On 5th March, 2004, Toshiba invited representatives of NPOs and NGOs involved in environmental issues to view the Toshiba Group Environmental Technology Exhibition and sought their opinions of Toshiba's environmental initiatives. This resulted in an animated exchange of opinions, primarily about topics related to products and sustainability.
|Date and time||March 5,2004|
|Theme||Opinions and Impressions Concerning Toshiba's Overall Environmental Activities|
"Although you clearly understand that Toshiba is mindful of the environment, it's a product - centered exhibition and you don't see the people. I think Toshiba's environmental activities would be more persuasive if you could see the lifestyles of people working in the plants." Mr. Shikita "The fuel cell and wind power exhibit and the environment classes were very interesting. How about considering social volunteerism in corporate education and training programs, and incorporating education on preparing for a new life after retirement?" Mr. Mori Although I think you do an excellent job in your activities as a manufacturer, that's only natural. CSR is something over and above that people require of a company like Toshiba. I want to know about Toshiba's role in society and its style as a company that creates public infrastructure." Ms. Hoshino expressed interest in Toshiba's involvement with sustainability in its role as a company providing public infrastructure. In response, Mr. Hachiya of Toshiba's Environmental Protection Planning Division commented on the ideal posture of an environmentally sustainable company: "The balance between supply and demand has completely broken down on Earth. Awareness of this gave rise to the slogan "Committed to People, Committed to the Future. Toshiba."

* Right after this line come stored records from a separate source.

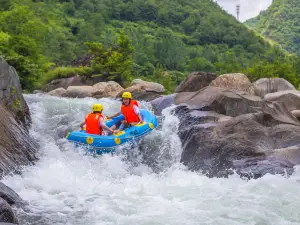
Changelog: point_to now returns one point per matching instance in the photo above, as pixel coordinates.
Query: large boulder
(9, 195)
(234, 81)
(16, 146)
(196, 81)
(290, 99)
(222, 101)
(8, 198)
(59, 92)
(248, 144)
(79, 91)
(159, 104)
(6, 213)
(99, 90)
(144, 90)
(72, 81)
(270, 85)
(107, 89)
(149, 86)
(11, 93)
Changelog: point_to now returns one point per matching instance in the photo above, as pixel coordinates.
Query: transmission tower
(238, 12)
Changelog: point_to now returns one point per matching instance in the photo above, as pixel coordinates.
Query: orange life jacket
(92, 123)
(129, 113)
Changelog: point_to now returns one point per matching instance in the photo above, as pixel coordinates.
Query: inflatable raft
(106, 144)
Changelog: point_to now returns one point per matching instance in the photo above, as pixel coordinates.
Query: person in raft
(130, 110)
(94, 122)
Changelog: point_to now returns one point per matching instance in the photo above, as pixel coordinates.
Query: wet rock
(71, 81)
(59, 92)
(16, 146)
(196, 81)
(6, 213)
(79, 91)
(38, 92)
(290, 99)
(11, 93)
(222, 101)
(107, 89)
(270, 85)
(247, 143)
(161, 103)
(143, 90)
(234, 81)
(149, 86)
(11, 197)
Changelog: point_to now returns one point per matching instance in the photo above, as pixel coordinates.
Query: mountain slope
(180, 35)
(280, 23)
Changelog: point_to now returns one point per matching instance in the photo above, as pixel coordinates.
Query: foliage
(116, 62)
(280, 23)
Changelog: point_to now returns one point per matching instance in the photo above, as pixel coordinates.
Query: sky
(249, 8)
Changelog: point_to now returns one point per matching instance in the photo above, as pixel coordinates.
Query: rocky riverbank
(226, 122)
(16, 146)
(75, 87)
(229, 123)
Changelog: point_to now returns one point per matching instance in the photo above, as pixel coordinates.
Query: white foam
(67, 187)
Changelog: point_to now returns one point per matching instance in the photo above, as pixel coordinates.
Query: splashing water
(68, 187)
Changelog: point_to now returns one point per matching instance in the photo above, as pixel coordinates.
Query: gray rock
(290, 99)
(79, 91)
(148, 86)
(247, 143)
(196, 81)
(107, 89)
(143, 90)
(222, 101)
(270, 85)
(6, 213)
(71, 81)
(9, 195)
(38, 92)
(16, 146)
(11, 93)
(234, 81)
(161, 103)
(59, 92)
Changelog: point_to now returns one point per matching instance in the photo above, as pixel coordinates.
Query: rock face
(59, 92)
(11, 93)
(225, 129)
(245, 143)
(196, 81)
(220, 100)
(8, 198)
(107, 89)
(71, 81)
(6, 213)
(143, 90)
(270, 85)
(99, 90)
(290, 99)
(159, 104)
(234, 81)
(16, 146)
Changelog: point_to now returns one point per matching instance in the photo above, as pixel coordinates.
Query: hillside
(37, 36)
(280, 23)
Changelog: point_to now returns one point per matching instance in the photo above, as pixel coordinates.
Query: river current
(66, 186)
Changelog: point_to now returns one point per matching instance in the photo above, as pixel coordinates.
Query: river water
(68, 187)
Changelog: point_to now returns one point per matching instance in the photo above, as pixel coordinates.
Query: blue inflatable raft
(106, 144)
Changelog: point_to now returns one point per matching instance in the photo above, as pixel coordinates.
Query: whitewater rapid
(68, 187)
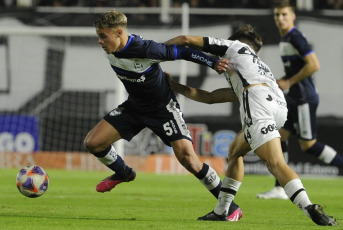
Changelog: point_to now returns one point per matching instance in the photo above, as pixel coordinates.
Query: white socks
(226, 195)
(297, 193)
(110, 157)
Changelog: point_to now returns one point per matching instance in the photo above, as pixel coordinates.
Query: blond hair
(110, 19)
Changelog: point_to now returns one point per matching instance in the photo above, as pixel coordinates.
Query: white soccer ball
(32, 181)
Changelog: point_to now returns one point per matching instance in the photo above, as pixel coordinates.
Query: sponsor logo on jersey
(138, 66)
(269, 128)
(141, 79)
(116, 112)
(202, 59)
(209, 180)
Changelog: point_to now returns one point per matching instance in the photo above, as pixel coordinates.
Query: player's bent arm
(217, 96)
(183, 40)
(312, 65)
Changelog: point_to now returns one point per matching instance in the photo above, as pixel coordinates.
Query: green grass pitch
(154, 202)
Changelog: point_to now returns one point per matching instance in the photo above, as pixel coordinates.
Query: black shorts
(167, 123)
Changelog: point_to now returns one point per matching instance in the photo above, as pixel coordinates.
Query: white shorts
(262, 112)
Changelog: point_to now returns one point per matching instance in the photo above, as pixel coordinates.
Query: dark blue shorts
(301, 120)
(167, 123)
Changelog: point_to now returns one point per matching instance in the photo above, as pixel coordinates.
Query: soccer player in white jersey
(263, 111)
(300, 62)
(150, 103)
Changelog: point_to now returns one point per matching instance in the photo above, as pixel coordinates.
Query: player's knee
(191, 164)
(92, 145)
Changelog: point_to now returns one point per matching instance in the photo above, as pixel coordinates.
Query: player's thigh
(307, 121)
(101, 136)
(168, 124)
(271, 152)
(239, 146)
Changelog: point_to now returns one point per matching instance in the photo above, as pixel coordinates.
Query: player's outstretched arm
(183, 40)
(217, 96)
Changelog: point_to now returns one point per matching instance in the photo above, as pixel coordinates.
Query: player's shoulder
(296, 34)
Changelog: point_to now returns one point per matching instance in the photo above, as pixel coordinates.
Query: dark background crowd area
(260, 4)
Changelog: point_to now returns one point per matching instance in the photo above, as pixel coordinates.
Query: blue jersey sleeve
(161, 51)
(195, 56)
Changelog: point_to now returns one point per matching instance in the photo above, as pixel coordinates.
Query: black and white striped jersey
(246, 67)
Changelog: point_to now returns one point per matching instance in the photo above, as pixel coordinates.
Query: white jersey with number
(262, 109)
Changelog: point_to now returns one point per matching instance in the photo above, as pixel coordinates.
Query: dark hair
(248, 35)
(284, 3)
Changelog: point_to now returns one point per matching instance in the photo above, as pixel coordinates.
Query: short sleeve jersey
(247, 67)
(293, 48)
(137, 66)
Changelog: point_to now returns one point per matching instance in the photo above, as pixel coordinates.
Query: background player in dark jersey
(300, 62)
(262, 110)
(151, 103)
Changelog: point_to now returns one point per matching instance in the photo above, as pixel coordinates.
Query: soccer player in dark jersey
(150, 103)
(262, 109)
(300, 63)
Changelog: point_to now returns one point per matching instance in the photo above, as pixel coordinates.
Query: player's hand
(221, 66)
(169, 79)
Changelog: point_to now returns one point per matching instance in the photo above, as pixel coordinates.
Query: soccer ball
(32, 181)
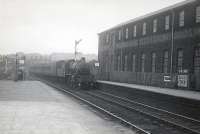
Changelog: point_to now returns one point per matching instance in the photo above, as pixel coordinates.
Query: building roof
(152, 13)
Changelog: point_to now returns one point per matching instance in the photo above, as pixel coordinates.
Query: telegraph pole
(76, 44)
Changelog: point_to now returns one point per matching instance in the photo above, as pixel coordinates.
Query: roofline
(151, 14)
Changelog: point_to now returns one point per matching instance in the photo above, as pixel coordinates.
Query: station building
(158, 49)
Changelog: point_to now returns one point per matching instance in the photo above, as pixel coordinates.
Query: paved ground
(31, 107)
(194, 95)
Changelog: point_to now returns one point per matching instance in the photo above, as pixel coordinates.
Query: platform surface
(194, 95)
(31, 107)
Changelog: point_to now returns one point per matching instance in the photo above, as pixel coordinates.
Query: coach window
(179, 60)
(142, 62)
(167, 22)
(144, 28)
(118, 63)
(135, 31)
(126, 63)
(181, 18)
(119, 34)
(155, 21)
(197, 60)
(133, 62)
(153, 62)
(165, 61)
(126, 33)
(107, 38)
(198, 14)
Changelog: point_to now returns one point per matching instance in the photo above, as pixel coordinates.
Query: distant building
(148, 48)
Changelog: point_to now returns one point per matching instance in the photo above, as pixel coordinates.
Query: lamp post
(76, 43)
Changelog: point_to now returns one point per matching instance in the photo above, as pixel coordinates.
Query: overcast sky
(47, 26)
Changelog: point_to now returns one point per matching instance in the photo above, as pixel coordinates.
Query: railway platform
(32, 107)
(186, 94)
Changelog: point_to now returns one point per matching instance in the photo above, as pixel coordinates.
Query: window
(119, 34)
(167, 22)
(153, 62)
(118, 63)
(198, 14)
(179, 60)
(107, 38)
(126, 63)
(144, 28)
(133, 62)
(197, 60)
(155, 25)
(142, 62)
(126, 33)
(181, 19)
(165, 61)
(135, 31)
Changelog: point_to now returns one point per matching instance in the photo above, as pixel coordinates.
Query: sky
(47, 26)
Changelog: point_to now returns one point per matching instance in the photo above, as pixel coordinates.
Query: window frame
(197, 16)
(155, 25)
(167, 22)
(143, 56)
(133, 62)
(179, 60)
(135, 31)
(153, 62)
(182, 18)
(144, 28)
(126, 33)
(165, 61)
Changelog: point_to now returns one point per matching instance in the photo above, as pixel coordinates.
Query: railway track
(142, 118)
(81, 97)
(179, 121)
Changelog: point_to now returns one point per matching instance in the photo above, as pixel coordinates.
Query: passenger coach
(159, 49)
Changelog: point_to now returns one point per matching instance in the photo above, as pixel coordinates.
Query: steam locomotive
(76, 74)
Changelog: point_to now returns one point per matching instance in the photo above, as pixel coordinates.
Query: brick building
(160, 49)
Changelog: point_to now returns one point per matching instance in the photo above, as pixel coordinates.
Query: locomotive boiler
(79, 74)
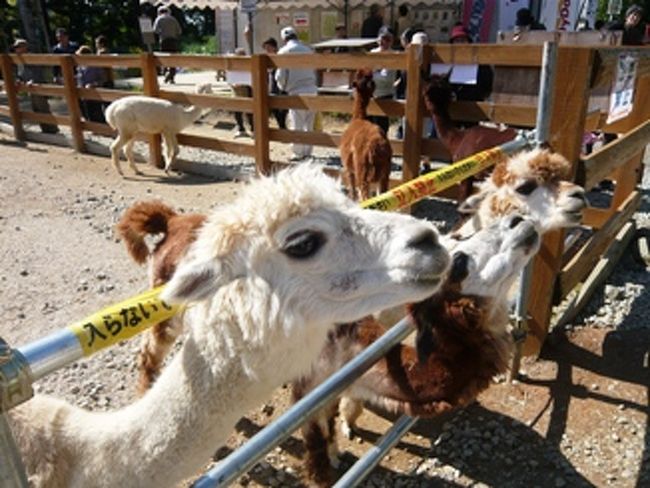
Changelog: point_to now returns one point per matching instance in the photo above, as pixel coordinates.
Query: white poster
(226, 30)
(622, 96)
(508, 13)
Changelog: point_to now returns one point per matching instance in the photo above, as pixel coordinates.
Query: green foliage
(206, 45)
(9, 25)
(116, 19)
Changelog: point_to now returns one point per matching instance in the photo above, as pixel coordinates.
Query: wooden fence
(583, 74)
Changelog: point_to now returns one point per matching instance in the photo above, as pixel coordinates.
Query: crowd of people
(390, 84)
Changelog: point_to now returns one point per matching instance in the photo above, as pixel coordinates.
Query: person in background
(341, 33)
(526, 22)
(297, 82)
(372, 23)
(633, 27)
(385, 79)
(101, 47)
(63, 46)
(26, 75)
(169, 33)
(91, 77)
(240, 90)
(484, 78)
(403, 21)
(270, 46)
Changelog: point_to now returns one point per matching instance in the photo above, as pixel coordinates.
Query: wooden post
(627, 177)
(417, 56)
(12, 97)
(260, 80)
(568, 116)
(72, 98)
(150, 88)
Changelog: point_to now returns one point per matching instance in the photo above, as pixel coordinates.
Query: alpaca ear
(195, 281)
(471, 204)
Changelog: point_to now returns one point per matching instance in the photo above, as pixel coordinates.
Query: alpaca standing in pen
(460, 143)
(528, 183)
(265, 280)
(149, 115)
(365, 151)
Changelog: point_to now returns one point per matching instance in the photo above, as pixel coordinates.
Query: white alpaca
(133, 114)
(265, 280)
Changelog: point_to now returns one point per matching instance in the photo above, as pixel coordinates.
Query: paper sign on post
(464, 74)
(238, 78)
(461, 74)
(622, 95)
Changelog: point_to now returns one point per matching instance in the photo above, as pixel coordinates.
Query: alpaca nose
(425, 241)
(580, 195)
(516, 220)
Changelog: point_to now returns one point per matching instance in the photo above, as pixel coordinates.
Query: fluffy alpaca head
(529, 183)
(204, 88)
(483, 269)
(321, 257)
(490, 261)
(363, 83)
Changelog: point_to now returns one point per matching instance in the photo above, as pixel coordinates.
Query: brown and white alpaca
(530, 183)
(149, 115)
(463, 341)
(365, 151)
(266, 279)
(460, 143)
(178, 231)
(527, 183)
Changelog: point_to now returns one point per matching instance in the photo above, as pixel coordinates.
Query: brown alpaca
(365, 151)
(463, 341)
(178, 232)
(460, 143)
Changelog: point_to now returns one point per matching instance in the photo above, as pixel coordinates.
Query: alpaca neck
(222, 371)
(445, 127)
(360, 108)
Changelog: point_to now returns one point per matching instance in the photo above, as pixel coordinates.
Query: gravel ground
(578, 417)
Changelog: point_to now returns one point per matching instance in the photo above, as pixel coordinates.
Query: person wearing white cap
(384, 78)
(297, 82)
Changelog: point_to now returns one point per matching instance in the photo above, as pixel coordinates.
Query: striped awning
(288, 4)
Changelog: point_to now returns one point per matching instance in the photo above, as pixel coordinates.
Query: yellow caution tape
(434, 182)
(121, 321)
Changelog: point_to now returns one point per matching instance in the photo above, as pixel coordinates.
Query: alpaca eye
(304, 244)
(516, 220)
(527, 187)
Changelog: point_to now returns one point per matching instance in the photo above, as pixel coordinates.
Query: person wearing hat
(526, 22)
(385, 79)
(633, 27)
(63, 46)
(169, 33)
(341, 33)
(459, 35)
(484, 77)
(296, 81)
(27, 74)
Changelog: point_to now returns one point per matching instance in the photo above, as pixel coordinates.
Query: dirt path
(579, 417)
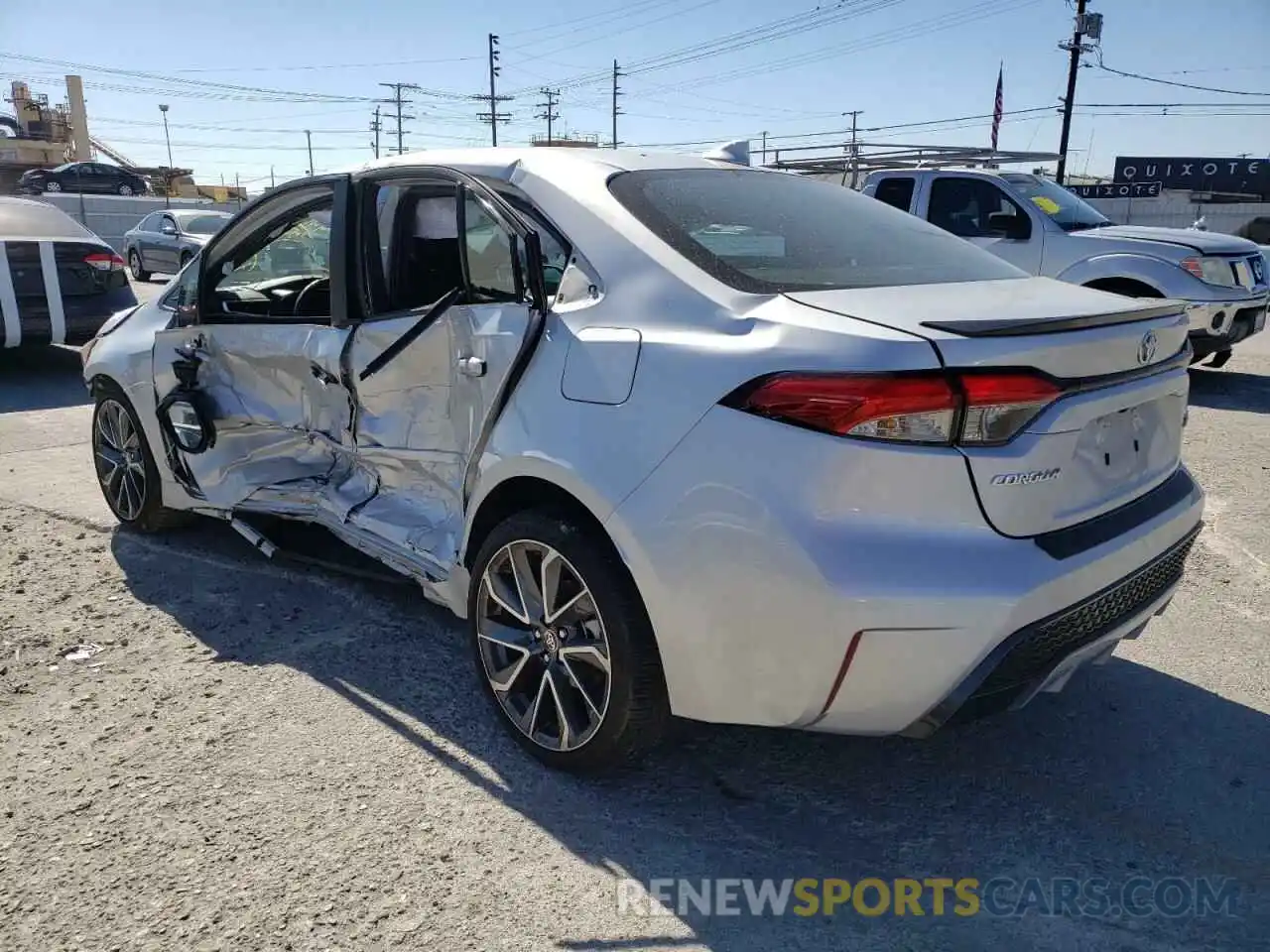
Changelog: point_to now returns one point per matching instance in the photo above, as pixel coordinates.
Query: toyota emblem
(1147, 348)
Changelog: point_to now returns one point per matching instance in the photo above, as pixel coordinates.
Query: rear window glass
(769, 232)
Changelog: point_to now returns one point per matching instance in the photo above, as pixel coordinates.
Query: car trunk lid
(1115, 431)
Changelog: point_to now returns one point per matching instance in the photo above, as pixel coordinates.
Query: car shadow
(1229, 390)
(41, 379)
(1128, 774)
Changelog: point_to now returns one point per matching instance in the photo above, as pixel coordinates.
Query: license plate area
(1116, 443)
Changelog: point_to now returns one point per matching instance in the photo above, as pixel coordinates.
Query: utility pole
(549, 113)
(398, 102)
(617, 91)
(493, 117)
(1074, 63)
(855, 149)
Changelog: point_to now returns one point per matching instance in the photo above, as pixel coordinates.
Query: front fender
(1165, 277)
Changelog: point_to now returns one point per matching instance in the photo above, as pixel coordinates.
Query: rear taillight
(998, 405)
(938, 408)
(104, 262)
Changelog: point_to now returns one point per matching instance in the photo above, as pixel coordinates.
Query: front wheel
(563, 645)
(125, 466)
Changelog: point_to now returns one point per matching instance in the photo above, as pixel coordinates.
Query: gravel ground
(261, 756)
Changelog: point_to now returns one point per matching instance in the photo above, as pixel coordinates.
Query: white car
(672, 435)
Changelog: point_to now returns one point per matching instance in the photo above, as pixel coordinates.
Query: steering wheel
(304, 291)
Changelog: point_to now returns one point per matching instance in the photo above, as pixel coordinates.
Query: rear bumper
(84, 316)
(1241, 324)
(869, 595)
(1213, 321)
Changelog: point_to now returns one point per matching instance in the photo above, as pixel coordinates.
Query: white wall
(1175, 209)
(111, 216)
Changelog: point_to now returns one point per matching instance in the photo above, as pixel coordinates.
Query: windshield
(769, 232)
(203, 223)
(1069, 212)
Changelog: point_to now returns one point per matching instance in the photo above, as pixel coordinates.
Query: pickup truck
(1043, 229)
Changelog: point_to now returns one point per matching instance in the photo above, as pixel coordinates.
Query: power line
(1183, 85)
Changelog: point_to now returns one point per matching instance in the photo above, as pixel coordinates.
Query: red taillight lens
(974, 409)
(913, 409)
(104, 262)
(998, 405)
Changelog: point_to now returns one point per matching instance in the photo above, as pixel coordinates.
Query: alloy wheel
(543, 645)
(119, 458)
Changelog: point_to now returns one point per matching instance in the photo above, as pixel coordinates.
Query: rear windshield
(767, 232)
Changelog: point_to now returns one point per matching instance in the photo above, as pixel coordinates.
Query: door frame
(257, 220)
(507, 216)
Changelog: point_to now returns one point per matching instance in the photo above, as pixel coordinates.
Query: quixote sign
(1248, 177)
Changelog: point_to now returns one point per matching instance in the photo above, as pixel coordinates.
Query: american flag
(997, 108)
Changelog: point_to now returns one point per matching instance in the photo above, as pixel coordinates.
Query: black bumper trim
(969, 699)
(1065, 543)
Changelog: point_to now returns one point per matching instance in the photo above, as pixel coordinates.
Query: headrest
(436, 218)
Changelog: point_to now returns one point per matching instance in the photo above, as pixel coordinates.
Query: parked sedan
(672, 435)
(166, 241)
(96, 178)
(59, 282)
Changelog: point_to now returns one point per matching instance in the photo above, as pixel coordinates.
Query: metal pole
(1074, 63)
(616, 93)
(167, 190)
(493, 95)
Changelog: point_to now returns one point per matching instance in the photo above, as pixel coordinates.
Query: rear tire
(139, 273)
(557, 622)
(125, 466)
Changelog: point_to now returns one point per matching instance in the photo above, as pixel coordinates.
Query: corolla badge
(1147, 347)
(1023, 479)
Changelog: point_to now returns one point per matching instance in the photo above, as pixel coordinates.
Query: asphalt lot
(266, 756)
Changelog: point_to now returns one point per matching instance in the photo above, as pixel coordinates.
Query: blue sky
(899, 61)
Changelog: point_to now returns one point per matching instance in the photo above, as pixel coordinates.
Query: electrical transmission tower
(493, 117)
(549, 112)
(398, 100)
(617, 91)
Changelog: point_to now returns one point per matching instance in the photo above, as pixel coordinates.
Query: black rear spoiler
(1026, 326)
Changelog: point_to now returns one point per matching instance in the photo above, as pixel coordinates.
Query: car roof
(23, 218)
(502, 163)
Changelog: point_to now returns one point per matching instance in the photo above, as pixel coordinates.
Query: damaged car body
(670, 438)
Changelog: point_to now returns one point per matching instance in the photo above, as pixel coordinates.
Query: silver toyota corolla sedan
(674, 435)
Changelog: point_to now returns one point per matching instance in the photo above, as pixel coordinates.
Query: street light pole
(167, 190)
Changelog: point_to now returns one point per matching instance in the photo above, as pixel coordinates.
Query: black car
(94, 178)
(59, 282)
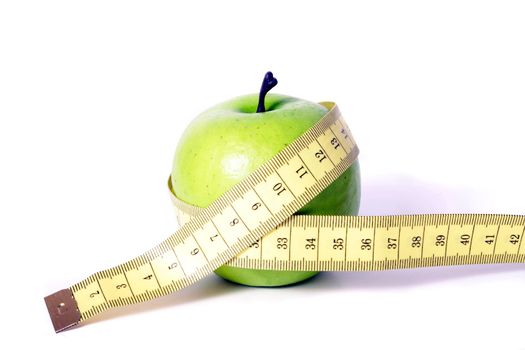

"Even if you make environmentally conscious products, people don't know about it unless they buy and use them. The key is how to publicize the point to women in their 20s, 30s, and 40s who lead the way in home appliance consumption. There's a need for language that more effectively drives the point home to consumers." This comment from Ms. Rumi Sato, who administers an environmental NPO, succinctly expresses the point of view of homemakers regarding product selection. Ms. Kiyomi Wada believes that a feeling of happiness and women's sensibilities are also important: "It's good when products offer pleasure, joy, and a feeling of happiness in addition to ecology. I'm sure that is something that results from the feelings of the company's employees." Ms. Sato comments, "This is an age when people seek two types of satisfaction: their own happiness and environmental benefits. Consumers are certain to support companies that provide that satisfaction." There was general assent among the participants to Mr. Hachiya's proposal, "On the basis of the opinions we have received here, we would like to form partnerships with people in various environmental sectors and work to realize a sustainable society."
I think that it would be good to create a virtuous cycle of increased use of environmentally conscious products that leads to a more convenient and bountiful society.
For instance, in the coming years we will need thinking along the lines of borrowing a refrigerator for ten years from Toshiba and returning it after use.
I would like Toshiba to engage in more dialog with stakeholders active in specialized fields such as global warming prevention and environmental hormones. You are certain to receive proposals that can be implemented.
I want a venue where citizens can become directly involved in community building and product creation. Unless people can actually see things take place, they can't change society and won't feel motivated to participate.
If you create an atmosphere conducive to friendly, fruitful communication among everyone in the company, I think ideas for products that are not only environmentally sound but also make people happy will bubble to the surface.